Ronald Egana thought a bail bond would keep him free. Instead, he claims bounty hunters repeatedly kidnapped and extorted him for money he didn’t know he owed to the bondsman.
The Southern Poverty Law Center says he’s not alone.
Together they’re suing Blair’s Bail Bonds of New Orleans and three other businesses for “abusive and exploitive actions.” Egana’s lawsuit claims he was forced to pay $3,000 in hidden fees to win back his freedom. The SPLC said they believe there are others like Egana and they hope their lawsuit will shed light on a multibillion-dollar industry that preys on vulnerable inmates.
Egana was arrested for purchasing stolen goods last year, and together with his mother and a close friend took out a bail bond for $3,275. The contract allegedly left out important payment details including fees associated with an ankle monitor that Blair’s Bail Bonds required Egana to wear.
After a few payments, Egana began to fall behind.
Within two months, Egana fell behind on his payments. Then one day, Egana said he was renovating the inside of a house when an armed bounty hunter walked up the porch while another circled to the back of the house. When Egana answered the door, he claims the bounty hunter handcuffed him, drove him to Blair’s Bail Bonds, and demanded $800 or else he would go back to jail.
When Egana’s mother arrived with the money, the lawsuit claims, an employee of Blair’s Bail Bonds demanded an additional $1,500.
“It seemed surreal to me,” Egana told The Daily Beast. “This was the first time I had experienced anything like this.”
Bounty hunters came after Egana two more times, the lawsuit alleges. Once they grabbed him at court while he waited for a hearing. Another time, they tracked him down the day after Christmas and arrested him in front of his nieces and nephews. Both times the bounty hunters told him that he owed more money even after he finished paying off the amount listed in his contract, according to the lawsuit.
“They had me in a state where I felt like I couldn’t function,” said Egana, adding that he lost two jobs because of the harassment.

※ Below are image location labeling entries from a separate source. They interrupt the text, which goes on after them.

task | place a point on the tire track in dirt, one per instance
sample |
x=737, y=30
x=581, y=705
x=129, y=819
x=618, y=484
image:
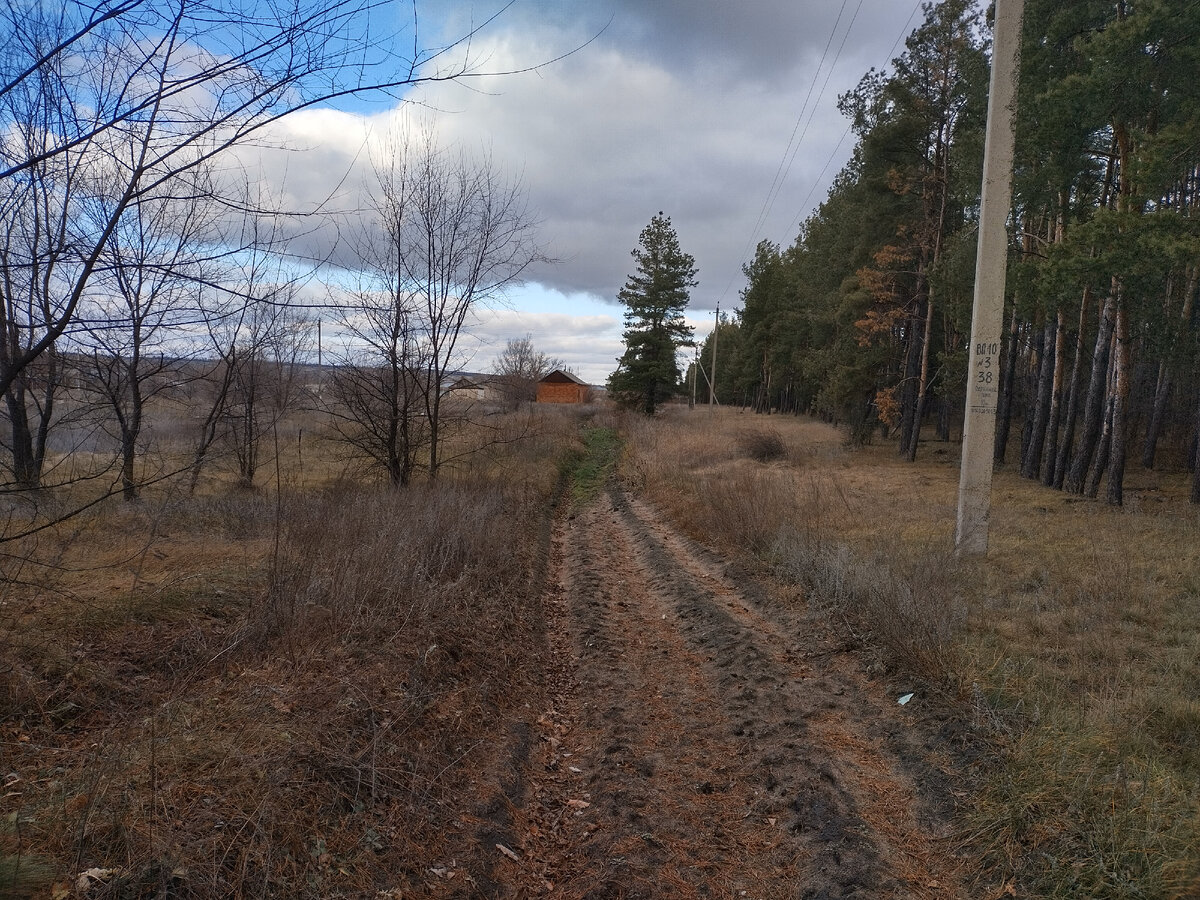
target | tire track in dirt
x=691, y=748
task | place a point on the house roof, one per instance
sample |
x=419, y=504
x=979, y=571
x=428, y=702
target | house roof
x=559, y=376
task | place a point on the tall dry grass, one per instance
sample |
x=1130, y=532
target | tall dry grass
x=275, y=693
x=1074, y=645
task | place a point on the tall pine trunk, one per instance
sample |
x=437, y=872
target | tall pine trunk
x=1095, y=407
x=1101, y=465
x=1008, y=378
x=1122, y=369
x=1077, y=367
x=1050, y=457
x=1033, y=369
x=1031, y=462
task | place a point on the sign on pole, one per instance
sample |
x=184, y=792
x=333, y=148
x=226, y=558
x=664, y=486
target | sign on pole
x=991, y=263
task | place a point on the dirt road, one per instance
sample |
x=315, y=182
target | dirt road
x=703, y=741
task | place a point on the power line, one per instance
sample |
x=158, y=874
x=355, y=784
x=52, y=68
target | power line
x=790, y=154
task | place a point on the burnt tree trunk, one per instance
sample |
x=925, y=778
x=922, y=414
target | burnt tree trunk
x=1008, y=377
x=1122, y=370
x=1031, y=460
x=1077, y=367
x=1050, y=456
x=1095, y=406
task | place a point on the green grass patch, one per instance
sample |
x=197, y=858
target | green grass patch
x=591, y=467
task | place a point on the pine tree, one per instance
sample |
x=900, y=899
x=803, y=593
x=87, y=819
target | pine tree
x=654, y=297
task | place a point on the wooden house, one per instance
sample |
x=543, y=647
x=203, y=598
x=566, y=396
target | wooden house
x=562, y=387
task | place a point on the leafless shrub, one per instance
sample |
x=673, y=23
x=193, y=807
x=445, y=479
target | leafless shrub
x=762, y=444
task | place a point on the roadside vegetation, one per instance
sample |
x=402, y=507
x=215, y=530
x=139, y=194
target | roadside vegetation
x=1073, y=647
x=303, y=689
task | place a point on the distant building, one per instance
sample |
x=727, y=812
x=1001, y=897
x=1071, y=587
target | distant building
x=562, y=387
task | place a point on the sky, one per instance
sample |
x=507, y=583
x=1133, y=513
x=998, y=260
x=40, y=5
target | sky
x=719, y=113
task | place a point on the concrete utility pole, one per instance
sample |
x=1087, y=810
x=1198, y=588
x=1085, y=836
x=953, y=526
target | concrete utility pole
x=712, y=383
x=991, y=264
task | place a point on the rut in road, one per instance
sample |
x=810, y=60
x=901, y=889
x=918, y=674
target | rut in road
x=703, y=742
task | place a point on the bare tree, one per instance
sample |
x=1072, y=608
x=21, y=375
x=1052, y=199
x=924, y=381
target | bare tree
x=129, y=331
x=520, y=366
x=264, y=365
x=377, y=391
x=151, y=90
x=108, y=106
x=462, y=237
x=450, y=235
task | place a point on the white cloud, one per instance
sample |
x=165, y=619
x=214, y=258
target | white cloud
x=682, y=106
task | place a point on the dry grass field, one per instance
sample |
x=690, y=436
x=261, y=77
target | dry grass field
x=300, y=689
x=318, y=687
x=1074, y=646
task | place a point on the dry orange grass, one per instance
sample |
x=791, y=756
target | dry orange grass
x=1077, y=639
x=263, y=693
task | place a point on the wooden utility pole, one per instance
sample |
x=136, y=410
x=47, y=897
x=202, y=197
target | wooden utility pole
x=712, y=381
x=991, y=264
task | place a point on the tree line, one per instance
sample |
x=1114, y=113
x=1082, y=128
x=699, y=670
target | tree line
x=865, y=317
x=139, y=259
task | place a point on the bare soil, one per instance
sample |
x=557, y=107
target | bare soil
x=706, y=736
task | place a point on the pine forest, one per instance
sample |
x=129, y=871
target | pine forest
x=865, y=318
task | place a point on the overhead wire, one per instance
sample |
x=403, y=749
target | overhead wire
x=793, y=147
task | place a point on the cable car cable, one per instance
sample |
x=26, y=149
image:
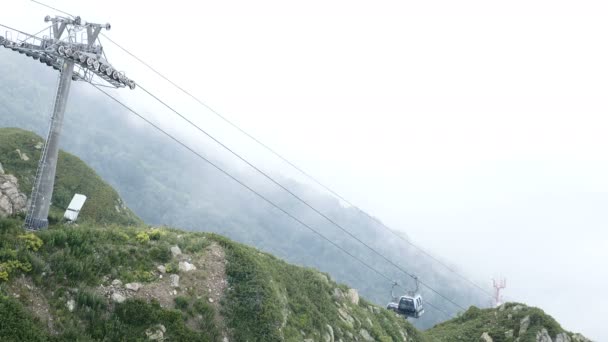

Blair’s Bail Bonds did not respond to requests for comment.
Egana said that he started to ask questions about where the payments were going. Bounty hunters took him one last time and turned him into jail claiming that the insurance company backing the bond did not want to deal with him anymore, according to the lawsuit. Bankers Surety Services is also named in the lawsuit. They declined to comment when asked about the case.
Bail bonds are used by people who cannot afford to pay their bail. A bail bonds agency covers the bail then charges a fee based off a certain percent of the bond. Clients usually pay the fee in installments. If they miss payments, the bondsman turns them over to jail and returns the fee. A report by the Vera Institute of Justice found that 97 percent of people in New Orleans district court used bail bonds (PDF).
“This is the Wild West of the criminal justice system,” said Sam Brooke, SPLC’s deputy legal director.
Brooke said the largely unregulated industry mixed with for-profit interests allows for exploitation.
Louisiana sets a cap on how much bail bonds agencies can charge at 12 percent the price of bail, but there is little oversight to monitor bondsmen who take advantage of clients, said Brooke.
Then there is the financial incentive to keep the bail bonds system in place. For example, more than 30 percent of New Orleans’ district court budget comes from user generated fees like bail, according to the Vera Institute. That means the judge in charge of setting bail indirectly benefits from high bail costs thus feeding into the bail bonds system, said Jon Wool of the Vera Institute.
“There’s certainly a potential conflict of interest,” said Wool.
Wool said that bail bonds businesses wield political power. Blair Boutte, the owner of Blair’s Bail Bonds, is the president and founder of a political consulting firm B3 Consulting that works with local elected officials. Disclosure records (PDF) show that B3 Consulting donated money to Judge Tracey Flemings-Davillier who was sued for setting unreasonable bail bonds (PDF).
Boutte is not alone. An ACLU report in May found that the bail lobbyist group American Bail Coalition contributed almost $2 million to state level campaigns in 10 states from 2010 to 2016 (PDF). The money went toward blocking attempts to reduce reliance on bail in states like California and Maryland.
The bail bonds industry collects up to $2.4 billion a year nationwide, according to the report. Bonds surety companies are a driving force behind the numbers. These insurance corporations back individual bail bonds agencies. The ACLU found that only nine surety companies insure the vast majority of loans.
“The bail companies portray themselves as small mom and pop operations,” said Brooke.
People see bonds agencies as part of the community, somebody they can turn to during a crisis.
“But that’s not what happens at all,” said Brooke.
A year later, Egana said that he’s still suffering from his ordeal.
“I’m really digging myself out of a pit,” said Egana. He lost work, valuable income and even his trust in the community. “Who can I trust if I can’t go to the people who are supposed to be helping?”